Pago por los cafés y regreso a la sala de espera, donde escucho más plegarias de las que se escuchan en una iglesia y veo más amor de lo que podría verse en cualquier otro lugar. Eso hace la muerte, hace que te amen irreparablemente y que te necesiten más que nunca.
Incluso yo le he rezado con fervor a ese Dios en el que no termino de creer.

Dicen que el miedo es la peor emoción que puedes tener, que te paraliza y te limita, pero yo creo que lo peor que podremos llegar a sentir es la desesperación; esa clase de desesperación de no poder hacer nada, aún cuando lo desees más que cualquier otro cosa. Eso mata una parte de ti que nunca puedes recuperar, eso te carcome desde lo más profundo de tu interior. Eso te rompe.

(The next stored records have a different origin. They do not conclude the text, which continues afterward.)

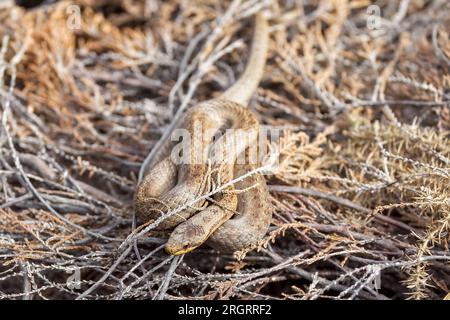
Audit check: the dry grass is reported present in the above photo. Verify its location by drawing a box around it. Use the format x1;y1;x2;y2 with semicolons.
0;0;450;299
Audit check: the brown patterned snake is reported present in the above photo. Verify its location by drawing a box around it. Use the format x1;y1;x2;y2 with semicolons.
134;14;272;255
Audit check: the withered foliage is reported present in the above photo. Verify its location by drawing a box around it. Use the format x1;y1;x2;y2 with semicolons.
0;0;450;299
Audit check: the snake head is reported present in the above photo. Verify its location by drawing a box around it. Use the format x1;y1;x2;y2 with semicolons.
164;220;209;256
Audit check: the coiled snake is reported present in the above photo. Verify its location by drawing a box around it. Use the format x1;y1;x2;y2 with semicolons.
134;13;272;255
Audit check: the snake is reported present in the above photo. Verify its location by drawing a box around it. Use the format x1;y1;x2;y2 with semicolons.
134;13;272;255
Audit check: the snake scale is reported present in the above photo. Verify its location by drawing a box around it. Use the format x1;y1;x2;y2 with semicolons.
134;13;272;255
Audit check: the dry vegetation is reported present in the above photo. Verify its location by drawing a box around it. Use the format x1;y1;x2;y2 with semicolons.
0;0;450;299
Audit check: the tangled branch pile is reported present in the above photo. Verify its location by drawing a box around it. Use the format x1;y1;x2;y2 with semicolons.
0;0;450;299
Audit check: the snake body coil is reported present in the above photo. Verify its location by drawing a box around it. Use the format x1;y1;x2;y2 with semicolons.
135;14;272;254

Saco mi móvil y le marcó otra vez a Kian, con la vaga esperanza de que por fin conteste. Pero mis esperanzas se van por la borda cuando escucho al otro lado de la línea «este número no está disponible».

—Maldita sea —mascullo entre dientes.

—Erin —un pequeño zape en la nuca hace que me sobresalte, me volteo y me encuentro a Nana y a su ceño fruncido—. Nada de maldecir —me reprende y se sienta en el sillón a la par mía.

—Lo siento, Nana —me disculpo y hago una mueca.

— ¿Te contestó Kian? —Me pregunta.

—No, creo que tiene el teléfono apagado —murmuro y tuerzo el gesto.

—Quizá esté estudiando, no te preocupes —me anima y me acaricia el dorso de la mano con sus delgados y huesudos dedos.

—Sí, quizá —le digo, aunque algo dentro de mí me dice que no es así.

Dejo como zancado el tema y le entrego el café tibio a Nana y me tomo el mío a pequeños sorbos. Hablamos de trivialidades mientras que esperamos a que el tiempo se consuma.
Estamos en una conversación acerca de cómo van los estudios cuando una enfermera se nos acerca y nos avisa que ya podemos pasar. Le agradecemos y nos encaminamos a la habitación correspondiente.

Doy un pequeño y suave golpe con los nudillo en la lisa y blanca madera de la puerta con el grabado en negro 125 y luego entro, empujando con lentitud la puerta, dejando que Nana entre detrás de mí. La habitación está en penumbras y las cortinas están cerradas, aún cuando el sol resplandece con plenitud afuera.

Con el corazón desbocado y las manos sudorosas, me acerco casi con temor hacia la camilla donde se encuentra mi madre. Sus párpados están cerrados y el sonido de las maquinas a su alrededor hace que me lata rápido el corazón. Paso mi mano por su frente y bajo hasta su mejilla dejando un camino de pequeñas caricias en su piel, sus ojos se abren y el color azul de sus ojos se posan en los míos y me sonríe a través de la maquina de oxígeno; yo le devuelvo una sonrisa temblorosa.